You perfectly understand my purpose and, de facto, point a-b-c are correct.
About IPT, indeed, there is other reasons like metadata authoring, GBIF
publishing, Dwc files storage and, yes, i use it like a staging area.
> Some things perhaps worth considering:
> - is the IPT the best tool for this? Defining an intermediate format, and
> scripting this with SQL exports might be a better model. We have used
> Scriptella (http://scriptella.javaforge.com/) for several data migration
> projects and found it very good for transforming across schemas.
Thanks for advice, but i can't elaborate several script for dozens of DB,
it's a crazy job, i can't imagine to explore each schemas and construct
normalize data ( e.g scientificName, date, ... 176 terms ).
No, data providers have to make effort and IPT facilitates mapping step.

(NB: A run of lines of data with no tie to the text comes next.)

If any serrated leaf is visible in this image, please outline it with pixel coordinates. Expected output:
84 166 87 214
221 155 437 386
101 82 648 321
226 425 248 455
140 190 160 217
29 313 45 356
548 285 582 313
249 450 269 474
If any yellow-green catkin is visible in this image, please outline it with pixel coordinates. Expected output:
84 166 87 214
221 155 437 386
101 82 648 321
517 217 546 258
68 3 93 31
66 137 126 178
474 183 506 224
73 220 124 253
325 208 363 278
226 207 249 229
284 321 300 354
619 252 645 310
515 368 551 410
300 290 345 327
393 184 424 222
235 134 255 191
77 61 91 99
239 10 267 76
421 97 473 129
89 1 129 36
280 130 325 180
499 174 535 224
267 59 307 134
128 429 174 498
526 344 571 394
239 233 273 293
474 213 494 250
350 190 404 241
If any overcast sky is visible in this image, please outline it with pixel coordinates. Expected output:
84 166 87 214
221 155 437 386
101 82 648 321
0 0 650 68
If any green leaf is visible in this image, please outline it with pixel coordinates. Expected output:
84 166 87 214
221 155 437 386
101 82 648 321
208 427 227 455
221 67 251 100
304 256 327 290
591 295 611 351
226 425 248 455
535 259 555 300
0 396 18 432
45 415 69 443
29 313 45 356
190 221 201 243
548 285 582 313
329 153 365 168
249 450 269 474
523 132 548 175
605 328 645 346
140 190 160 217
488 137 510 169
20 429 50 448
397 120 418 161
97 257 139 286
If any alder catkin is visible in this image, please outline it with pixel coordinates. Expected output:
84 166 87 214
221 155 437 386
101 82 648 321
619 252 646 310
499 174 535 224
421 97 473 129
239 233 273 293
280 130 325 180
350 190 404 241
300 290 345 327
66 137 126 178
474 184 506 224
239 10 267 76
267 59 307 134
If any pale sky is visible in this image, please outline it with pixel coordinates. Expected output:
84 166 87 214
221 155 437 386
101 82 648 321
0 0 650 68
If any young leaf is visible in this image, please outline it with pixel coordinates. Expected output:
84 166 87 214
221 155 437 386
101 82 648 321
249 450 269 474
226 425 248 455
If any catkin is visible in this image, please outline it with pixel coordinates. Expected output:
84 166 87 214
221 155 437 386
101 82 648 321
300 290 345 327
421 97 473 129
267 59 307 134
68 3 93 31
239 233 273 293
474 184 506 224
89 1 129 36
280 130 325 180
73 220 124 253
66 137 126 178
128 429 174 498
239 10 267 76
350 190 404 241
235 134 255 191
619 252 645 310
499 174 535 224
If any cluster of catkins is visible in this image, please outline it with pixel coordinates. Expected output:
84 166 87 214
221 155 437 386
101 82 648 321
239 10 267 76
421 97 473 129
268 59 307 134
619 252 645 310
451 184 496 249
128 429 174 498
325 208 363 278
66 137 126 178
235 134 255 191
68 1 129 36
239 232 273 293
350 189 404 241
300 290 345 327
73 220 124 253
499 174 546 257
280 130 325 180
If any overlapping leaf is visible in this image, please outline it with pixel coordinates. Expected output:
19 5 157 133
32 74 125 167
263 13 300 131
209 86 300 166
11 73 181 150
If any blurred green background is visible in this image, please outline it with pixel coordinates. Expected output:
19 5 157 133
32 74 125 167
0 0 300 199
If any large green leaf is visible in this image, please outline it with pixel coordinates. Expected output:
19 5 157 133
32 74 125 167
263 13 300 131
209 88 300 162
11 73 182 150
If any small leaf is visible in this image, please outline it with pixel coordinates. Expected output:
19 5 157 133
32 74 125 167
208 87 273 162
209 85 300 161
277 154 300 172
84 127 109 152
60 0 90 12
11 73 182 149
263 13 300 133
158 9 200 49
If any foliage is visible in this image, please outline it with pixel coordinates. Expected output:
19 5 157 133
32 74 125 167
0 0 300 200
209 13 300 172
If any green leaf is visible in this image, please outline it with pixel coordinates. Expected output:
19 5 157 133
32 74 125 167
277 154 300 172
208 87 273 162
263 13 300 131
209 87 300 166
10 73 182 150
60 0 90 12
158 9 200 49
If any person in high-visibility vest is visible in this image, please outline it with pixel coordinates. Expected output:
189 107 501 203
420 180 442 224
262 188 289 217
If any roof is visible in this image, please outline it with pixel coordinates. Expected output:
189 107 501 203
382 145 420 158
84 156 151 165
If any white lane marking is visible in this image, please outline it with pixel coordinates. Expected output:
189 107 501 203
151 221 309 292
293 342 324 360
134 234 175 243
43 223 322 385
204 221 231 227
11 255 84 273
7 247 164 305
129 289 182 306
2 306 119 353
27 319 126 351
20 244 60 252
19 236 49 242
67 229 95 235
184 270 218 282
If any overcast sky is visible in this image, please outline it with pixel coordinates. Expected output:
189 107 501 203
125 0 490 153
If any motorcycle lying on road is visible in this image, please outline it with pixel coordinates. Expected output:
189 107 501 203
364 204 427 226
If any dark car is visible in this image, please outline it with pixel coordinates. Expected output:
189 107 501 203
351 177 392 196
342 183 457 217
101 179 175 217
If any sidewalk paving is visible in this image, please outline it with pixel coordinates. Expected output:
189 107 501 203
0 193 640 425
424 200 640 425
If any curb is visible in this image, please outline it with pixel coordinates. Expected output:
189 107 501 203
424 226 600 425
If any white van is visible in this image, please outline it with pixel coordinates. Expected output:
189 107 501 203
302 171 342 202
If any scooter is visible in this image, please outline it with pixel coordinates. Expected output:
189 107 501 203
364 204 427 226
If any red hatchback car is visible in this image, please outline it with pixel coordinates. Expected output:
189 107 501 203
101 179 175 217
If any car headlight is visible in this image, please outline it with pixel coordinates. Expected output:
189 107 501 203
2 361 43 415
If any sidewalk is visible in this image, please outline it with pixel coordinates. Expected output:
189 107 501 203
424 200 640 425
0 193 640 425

I
just need to define data format to avoid multiple process method.
> - If you really do want to create extensions, can you please elaborate on
> what they would be? Extensions are in general intended to be reusable by a
> wider community (e.g. standardised publishing of images) and without
> knowing more, it is not easy to comment if extensions are a good way to
> achieve what you want, or if you are really just looking for general
> purpose "extract transform load" (ETL) tools, for which there are many on
> the web; like scriptella.
I realised extension is not a solution, maybe create some new terms ;) but
for the moment [ Core occurrence with References - History - Multimedia
extensions ] are enough to describe data collection.
The purpose of my initial question was to know the possibility to create
easily my own extension and make it "IPT understandable" like just create a
xml file, put the file in the good folder and load IPT and see my extension
> I hope these comments come across as constructive and not a nuisance.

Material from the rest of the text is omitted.